Figure 2

PDZK1 is not an immediate early ER-α–dependent gene product but is required for E₂-dependent growth of MCF-7 cells. (A) MCF-7 cells were treated with 1 nmol/L E₂ for different time intervals or left untreated. Total RNA was subjected to RT-PCR analysis with primers specific to PDZK1 or β-actin (upper two panels).

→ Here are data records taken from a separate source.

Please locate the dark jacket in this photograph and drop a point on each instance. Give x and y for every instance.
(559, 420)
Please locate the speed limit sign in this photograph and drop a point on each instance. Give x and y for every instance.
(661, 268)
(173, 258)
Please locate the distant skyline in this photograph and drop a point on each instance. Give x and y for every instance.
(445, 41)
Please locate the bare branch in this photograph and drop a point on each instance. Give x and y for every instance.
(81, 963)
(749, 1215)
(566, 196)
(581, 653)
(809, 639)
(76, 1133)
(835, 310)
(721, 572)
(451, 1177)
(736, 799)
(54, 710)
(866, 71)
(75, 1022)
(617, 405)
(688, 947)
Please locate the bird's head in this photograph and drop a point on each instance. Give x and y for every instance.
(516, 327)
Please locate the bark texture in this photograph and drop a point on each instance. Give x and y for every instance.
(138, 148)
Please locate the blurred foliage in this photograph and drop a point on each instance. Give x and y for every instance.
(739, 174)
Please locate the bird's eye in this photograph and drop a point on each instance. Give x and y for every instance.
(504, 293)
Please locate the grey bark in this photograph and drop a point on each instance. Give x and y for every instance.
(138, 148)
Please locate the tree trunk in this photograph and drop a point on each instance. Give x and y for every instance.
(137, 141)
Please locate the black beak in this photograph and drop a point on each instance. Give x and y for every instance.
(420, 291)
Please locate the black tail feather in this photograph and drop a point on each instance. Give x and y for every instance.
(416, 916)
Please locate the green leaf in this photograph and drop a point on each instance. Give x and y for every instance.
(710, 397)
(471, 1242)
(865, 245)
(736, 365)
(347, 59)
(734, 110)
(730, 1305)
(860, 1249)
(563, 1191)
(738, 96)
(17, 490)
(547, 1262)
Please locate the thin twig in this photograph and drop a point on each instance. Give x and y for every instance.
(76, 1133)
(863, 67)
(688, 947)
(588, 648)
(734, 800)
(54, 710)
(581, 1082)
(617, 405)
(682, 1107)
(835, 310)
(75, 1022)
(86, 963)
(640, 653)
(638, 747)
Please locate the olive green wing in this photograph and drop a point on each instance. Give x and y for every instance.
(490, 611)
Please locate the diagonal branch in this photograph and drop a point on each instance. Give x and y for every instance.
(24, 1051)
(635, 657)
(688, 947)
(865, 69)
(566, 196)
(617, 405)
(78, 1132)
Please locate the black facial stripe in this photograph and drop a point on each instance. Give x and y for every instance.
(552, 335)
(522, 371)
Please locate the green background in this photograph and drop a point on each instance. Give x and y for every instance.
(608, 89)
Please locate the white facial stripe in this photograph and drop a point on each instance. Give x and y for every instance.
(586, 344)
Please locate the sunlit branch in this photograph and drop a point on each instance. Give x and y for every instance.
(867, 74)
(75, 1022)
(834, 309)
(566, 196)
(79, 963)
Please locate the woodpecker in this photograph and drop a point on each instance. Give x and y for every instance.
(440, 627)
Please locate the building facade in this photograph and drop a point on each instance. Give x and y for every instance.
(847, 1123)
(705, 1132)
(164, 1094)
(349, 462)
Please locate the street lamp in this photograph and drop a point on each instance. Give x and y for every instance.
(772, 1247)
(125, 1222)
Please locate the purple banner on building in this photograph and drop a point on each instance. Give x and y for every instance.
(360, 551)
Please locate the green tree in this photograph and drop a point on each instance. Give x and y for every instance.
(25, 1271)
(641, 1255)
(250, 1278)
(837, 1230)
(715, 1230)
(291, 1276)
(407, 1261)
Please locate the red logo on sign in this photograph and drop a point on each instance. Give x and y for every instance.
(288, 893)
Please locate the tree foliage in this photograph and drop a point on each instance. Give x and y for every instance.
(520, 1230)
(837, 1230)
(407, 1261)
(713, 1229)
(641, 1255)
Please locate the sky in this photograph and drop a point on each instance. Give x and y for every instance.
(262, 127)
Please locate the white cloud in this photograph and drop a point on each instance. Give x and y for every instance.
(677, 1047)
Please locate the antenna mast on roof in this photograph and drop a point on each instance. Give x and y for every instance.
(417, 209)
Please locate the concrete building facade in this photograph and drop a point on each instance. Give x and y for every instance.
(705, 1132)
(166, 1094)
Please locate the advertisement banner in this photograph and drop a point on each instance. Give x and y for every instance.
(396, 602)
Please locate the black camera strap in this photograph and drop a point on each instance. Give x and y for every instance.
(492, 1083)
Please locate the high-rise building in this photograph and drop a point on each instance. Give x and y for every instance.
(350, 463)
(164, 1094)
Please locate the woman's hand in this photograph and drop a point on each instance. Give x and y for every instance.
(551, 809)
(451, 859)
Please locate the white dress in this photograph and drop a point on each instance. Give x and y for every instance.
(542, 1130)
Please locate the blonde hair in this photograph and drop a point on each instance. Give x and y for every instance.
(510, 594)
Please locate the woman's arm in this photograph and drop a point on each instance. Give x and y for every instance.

Protein extracts were subjected to immunoblot analysis with antibodies against PDZK1 or GAPDH (lower two panels). (B) MCF-7 cells were treated with 1 nmol/L E₂ for 48 h or left untreated. Cells were subjected to immunofluorescence with antibodies against PDZK1. Note the partial nuclear localization of PDZK1 in E₂-treated MCF-7 cells (C). (D) MCF-7 cells were treated with 1 nmol/L E₂ in the presence or absence of the ER-α antagonist ICI 182,780, the selective estrogen modulator tamoxifen or the EGFR kinase inhibitor AG1478 for 48 h, after which protein extracts were subjected to immunoblot analysis with antibodies against PDZK1 or GAPDH. (E) MCF-7 cells were transiently transfected with siRNA targeting PDZK1 (siPDZK1-1) or control siRNA and treated with 1 nmol/L E₂ or left untreated for 48 h. Protein extracts were prepared and subjected to immunoblot analysis with antibodies against PDZK1 or GAPDH (inset). MCF-7 cells were subjected to PDZK1 knockdown with siPDZK1-1 (sequence 1) or PDZK1-2 (sequence 2), after which cell proliferation was assessed by using the MTT assay. *Difference from respective untreated controls; ^#difference from E₂-treated cells; p < 0.05. (F) MCF-7 cells were subjected to PDZK1 knockdown with the siPDZK1, after which cells in the S phase were assessed by fluorescence-activated cell sorter analysis. *Difference from untreated control; ^#difference from E₂-treated cells; p < 0.05. (G) MCF-7 cells were subjected to PDZK1 knockdown with the siPDZK1-1 sequence and treated with 1 nmol/L E₂ for 48 h. Protein extracts were subjected to immunoblot analysis with antibodies against c-Myc or GAPDH. (H) MCF-7 cells were subjected to ER-α knockdown with siRNA and treated with 1 nmol/L E₂ for 48 h. Protein extracts were subjected to immunoblot analysis with antibodies against c-Myc, PDZK1 or GAPDH. Note that the immunoblot for ER-α was run on a different gel and its GAPDH loading control is depicted in Supplementary Figure S4; the latter figure also depicts immunoblot for ER-α in protein extracts from cells treated with control siRNA.